Last month’s talks was the time regional analysts believe Mr Mkapa consulted widely with Burundi President Pierre Nkurunziza. The former Tanzanian president certainly shared with the embattled Burundi leader him his vision of interventions to be undertaken in the coming months in fulfilment of the EAC Summit of Heads of State mandate.

As expected Mr. Mkapa also consulted with the political parties, diplomatic community, civil society organizations (CSOs), women and youth groups, religious leaders and a number of prominent political actors during his three-day presence in Bujumbura.

In his interactions, he not only appreciated the determination of all stakeholders to come to a negotiating table but recognized the readiness of all parties to engage the external opposition in the dialogue process as part of the fulfilment of the commitments towards inclusivity.

But the Facilitator ran into problems even before the outcome of the dialogue in the Burundi capital had been communicated to the regional leaders and diplomats from the international community who had been closely following up the talks.

Mr Mkapa was accused of bias by Burundi opposition groups in exile. They alleged they were not ready to work with him in search of ever lasting peace in the strife torn country, claiming the former Tanzanian leader considers the current Burundi government legitimate contrary to their position.
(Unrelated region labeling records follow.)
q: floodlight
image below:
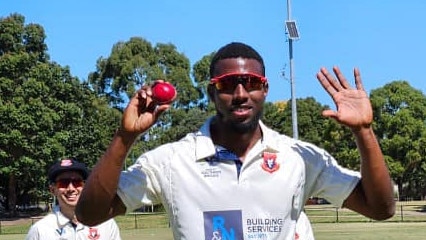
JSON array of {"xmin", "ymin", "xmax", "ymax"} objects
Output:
[{"xmin": 285, "ymin": 21, "xmax": 300, "ymax": 40}]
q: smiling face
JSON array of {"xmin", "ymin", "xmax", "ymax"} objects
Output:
[
  {"xmin": 208, "ymin": 57, "xmax": 268, "ymax": 133},
  {"xmin": 50, "ymin": 171, "xmax": 84, "ymax": 209}
]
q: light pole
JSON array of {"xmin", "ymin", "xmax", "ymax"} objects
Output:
[{"xmin": 285, "ymin": 0, "xmax": 299, "ymax": 139}]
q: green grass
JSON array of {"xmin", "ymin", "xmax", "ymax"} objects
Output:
[
  {"xmin": 0, "ymin": 201, "xmax": 426, "ymax": 240},
  {"xmin": 0, "ymin": 222, "xmax": 426, "ymax": 240}
]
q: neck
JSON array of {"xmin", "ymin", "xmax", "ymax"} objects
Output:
[
  {"xmin": 60, "ymin": 206, "xmax": 78, "ymax": 224},
  {"xmin": 210, "ymin": 117, "xmax": 262, "ymax": 161}
]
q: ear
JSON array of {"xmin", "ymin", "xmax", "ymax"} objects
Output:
[
  {"xmin": 263, "ymin": 82, "xmax": 269, "ymax": 97},
  {"xmin": 207, "ymin": 84, "xmax": 216, "ymax": 102},
  {"xmin": 49, "ymin": 184, "xmax": 55, "ymax": 195}
]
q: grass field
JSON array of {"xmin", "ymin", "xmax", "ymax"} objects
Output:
[
  {"xmin": 0, "ymin": 202, "xmax": 426, "ymax": 240},
  {"xmin": 0, "ymin": 222, "xmax": 426, "ymax": 240}
]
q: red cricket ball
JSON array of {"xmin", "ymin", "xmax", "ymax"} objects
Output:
[{"xmin": 152, "ymin": 82, "xmax": 177, "ymax": 104}]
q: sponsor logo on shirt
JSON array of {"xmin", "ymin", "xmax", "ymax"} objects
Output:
[
  {"xmin": 262, "ymin": 152, "xmax": 280, "ymax": 173},
  {"xmin": 87, "ymin": 228, "xmax": 101, "ymax": 240},
  {"xmin": 203, "ymin": 210, "xmax": 244, "ymax": 240}
]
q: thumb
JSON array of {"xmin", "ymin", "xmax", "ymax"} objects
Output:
[{"xmin": 322, "ymin": 109, "xmax": 337, "ymax": 118}]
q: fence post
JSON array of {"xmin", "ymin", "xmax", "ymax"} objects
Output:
[{"xmin": 336, "ymin": 208, "xmax": 339, "ymax": 222}]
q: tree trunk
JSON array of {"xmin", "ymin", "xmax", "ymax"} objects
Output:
[{"xmin": 7, "ymin": 173, "xmax": 18, "ymax": 217}]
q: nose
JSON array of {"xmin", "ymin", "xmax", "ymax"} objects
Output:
[{"xmin": 234, "ymin": 83, "xmax": 248, "ymax": 99}]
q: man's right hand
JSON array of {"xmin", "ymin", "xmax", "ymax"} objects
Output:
[{"xmin": 120, "ymin": 80, "xmax": 175, "ymax": 135}]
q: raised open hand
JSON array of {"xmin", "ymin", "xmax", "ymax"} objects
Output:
[{"xmin": 317, "ymin": 67, "xmax": 373, "ymax": 130}]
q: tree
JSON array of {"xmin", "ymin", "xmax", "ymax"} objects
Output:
[
  {"xmin": 371, "ymin": 81, "xmax": 426, "ymax": 198},
  {"xmin": 0, "ymin": 14, "xmax": 120, "ymax": 215}
]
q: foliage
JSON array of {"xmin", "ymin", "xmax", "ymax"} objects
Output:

In fact, a coalition of opposition politicians based abroad called CNARED wants him to step down as the Facilitator of the peace process on grounds that he favoured the government in power in Bujumbura which in their view was illegitimate.

It was at this juncture that Mr Mkapa ended his silence on the hurdles facing the delicate mediation process in the strife-torn Burundi. He openly blasted those questioning the legitimacy of the current Burundi government.

“It is absolutely out of context and foolhardy to create pre-conditions on the mediation process. The government of Burundi is an equal partner. The presumption that it is not legitimate is wrong”, he told reporters at the end of consultations with key stakeholders in Bujumbura on December 9th.

He said as a Facilitator appointed by the EAC Heads of State he was not tasked to talk on the legitimacy of the Burundi government in power but was much disturbed by those calling for isolation of President Nkurunziza’s regime on grounds that it came to power through unconstitutional means.

“The legitimacy of the Burundi government is not a critical issue here. All parties to the dialogue should focus into the future”, he insisted when questioned on whether the process was slowing down owing to some Burundians who are opposed to the 2015 elections won by the incumbent president but boycotted by some opposition parties.

He cautioned that introducing a question on the legitimacy of the government in charge in Bujumbura at this time would throw the reconciliation efforts by the regional leaders in disarray and deny the people of Burundi their right to engage in the dialogue.

“The government now in power here is recognized by the United Nations, the African Union, EAC and the international community. All the ambassadors posted here have to present their credentials to the president”, he said, noting that it was not the task of the mediators to choose whom to engage in the dialogue or not.